Processes

Nitrogen Removal

The Great Bend Facility has a Carrousel denitIR Process for biological nitrogen removal. This process is capable of accomplishing complete nitrification and a high degree of denitrification. This is a two-part process consisting of anoxic basins and Carrousel basins. The Carrousel basin is capable of oxidizing the influent ammonia to less than 1.0 mg/l. The anoxic basin is designed to achieve efficient denitrification and to allow the plant to produce an effluent total nitrogen (TN) concentration of less than 10 mg/l.

Wastewater Treatment Plant Facility

Activated Sludge Process

The Great Bend Plant is an activated sludge process in which living organisms are supplied with oxygen and mixed with the wastewater in large aeration tanks. The living organisms use the organic material in the wastewater as a food source, thus removing it and purifying the wastewater.

Ultraviolet Light Exposure

Following the activated sludge process, the treated wastewater (effluent) is exposed to ultraviolet light in order to disinfect it before it enters the river. The treatment is accomplished through a series of physical and biological processes.

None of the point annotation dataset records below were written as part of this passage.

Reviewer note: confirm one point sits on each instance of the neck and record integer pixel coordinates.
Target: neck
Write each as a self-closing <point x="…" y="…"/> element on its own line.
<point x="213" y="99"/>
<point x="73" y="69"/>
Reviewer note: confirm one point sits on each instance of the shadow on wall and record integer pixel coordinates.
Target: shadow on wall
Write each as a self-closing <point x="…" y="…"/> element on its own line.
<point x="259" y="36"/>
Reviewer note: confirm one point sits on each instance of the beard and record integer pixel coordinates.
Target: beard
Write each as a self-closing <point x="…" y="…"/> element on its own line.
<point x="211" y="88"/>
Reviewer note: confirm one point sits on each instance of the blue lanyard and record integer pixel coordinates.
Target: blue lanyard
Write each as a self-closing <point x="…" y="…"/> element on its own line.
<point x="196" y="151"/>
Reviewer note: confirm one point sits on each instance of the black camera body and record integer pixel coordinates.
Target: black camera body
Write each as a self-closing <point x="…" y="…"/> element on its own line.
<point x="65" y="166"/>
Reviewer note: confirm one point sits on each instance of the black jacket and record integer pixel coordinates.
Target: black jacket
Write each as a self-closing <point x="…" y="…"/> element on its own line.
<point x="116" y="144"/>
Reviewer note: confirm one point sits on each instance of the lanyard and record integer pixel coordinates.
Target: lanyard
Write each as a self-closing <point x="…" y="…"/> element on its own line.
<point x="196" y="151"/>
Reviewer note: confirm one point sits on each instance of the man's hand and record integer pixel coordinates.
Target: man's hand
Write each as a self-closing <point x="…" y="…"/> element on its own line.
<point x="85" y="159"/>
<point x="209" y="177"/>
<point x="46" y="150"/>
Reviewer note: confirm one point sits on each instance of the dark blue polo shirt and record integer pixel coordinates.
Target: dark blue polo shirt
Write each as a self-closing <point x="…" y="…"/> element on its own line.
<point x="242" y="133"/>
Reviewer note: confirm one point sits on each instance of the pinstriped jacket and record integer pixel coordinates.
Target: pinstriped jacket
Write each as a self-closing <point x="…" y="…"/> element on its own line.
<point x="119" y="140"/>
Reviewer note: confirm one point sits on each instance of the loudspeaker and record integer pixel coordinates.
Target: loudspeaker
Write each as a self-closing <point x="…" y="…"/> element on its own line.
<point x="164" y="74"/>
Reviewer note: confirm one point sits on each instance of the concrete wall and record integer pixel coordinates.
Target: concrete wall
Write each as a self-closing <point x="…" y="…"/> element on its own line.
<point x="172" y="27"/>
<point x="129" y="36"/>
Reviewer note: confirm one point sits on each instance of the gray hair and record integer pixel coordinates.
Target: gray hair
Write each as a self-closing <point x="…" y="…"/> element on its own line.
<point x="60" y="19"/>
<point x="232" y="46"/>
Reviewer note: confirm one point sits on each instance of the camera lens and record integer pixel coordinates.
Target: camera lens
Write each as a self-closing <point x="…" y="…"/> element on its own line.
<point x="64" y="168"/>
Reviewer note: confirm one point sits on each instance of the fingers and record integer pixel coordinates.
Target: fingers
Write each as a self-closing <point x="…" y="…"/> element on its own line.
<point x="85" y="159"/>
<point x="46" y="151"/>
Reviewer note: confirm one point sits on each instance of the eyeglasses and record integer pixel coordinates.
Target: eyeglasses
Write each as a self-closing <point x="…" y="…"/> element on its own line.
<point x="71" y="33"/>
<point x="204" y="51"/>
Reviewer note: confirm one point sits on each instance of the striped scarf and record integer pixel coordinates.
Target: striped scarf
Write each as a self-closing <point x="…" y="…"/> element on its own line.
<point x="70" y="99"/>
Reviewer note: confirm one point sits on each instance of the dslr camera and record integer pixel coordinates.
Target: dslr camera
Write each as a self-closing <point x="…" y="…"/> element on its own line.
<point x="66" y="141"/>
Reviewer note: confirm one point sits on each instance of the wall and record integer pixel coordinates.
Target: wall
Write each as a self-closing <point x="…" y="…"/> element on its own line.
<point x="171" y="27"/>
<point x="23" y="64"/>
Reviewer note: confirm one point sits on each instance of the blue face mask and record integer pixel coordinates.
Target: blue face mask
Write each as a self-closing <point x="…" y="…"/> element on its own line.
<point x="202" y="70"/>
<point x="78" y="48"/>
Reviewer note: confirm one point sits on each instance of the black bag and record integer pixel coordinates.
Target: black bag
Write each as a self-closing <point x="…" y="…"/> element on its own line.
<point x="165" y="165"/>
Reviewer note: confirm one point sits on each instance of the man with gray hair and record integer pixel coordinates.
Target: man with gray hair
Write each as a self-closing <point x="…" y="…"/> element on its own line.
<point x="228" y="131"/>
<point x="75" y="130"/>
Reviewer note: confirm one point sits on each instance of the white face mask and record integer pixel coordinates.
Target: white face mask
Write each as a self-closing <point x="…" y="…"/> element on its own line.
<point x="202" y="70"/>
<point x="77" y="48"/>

The physical process is one in which inorganic waste debris such as sand, salt, iron, calcium, and other mineral materials are removed and dewatered from the wastewater and disposed of at the County Landfill.

Whereas organic wastes are chemical substances of an animal or plant origin in the biological processes, which are settled out in the primary clarifiers as sludge, thickened then heated in the anaerobic digesters as biosolids. The biosolids are then hauled to farmland and applied for beneficial agricultural use.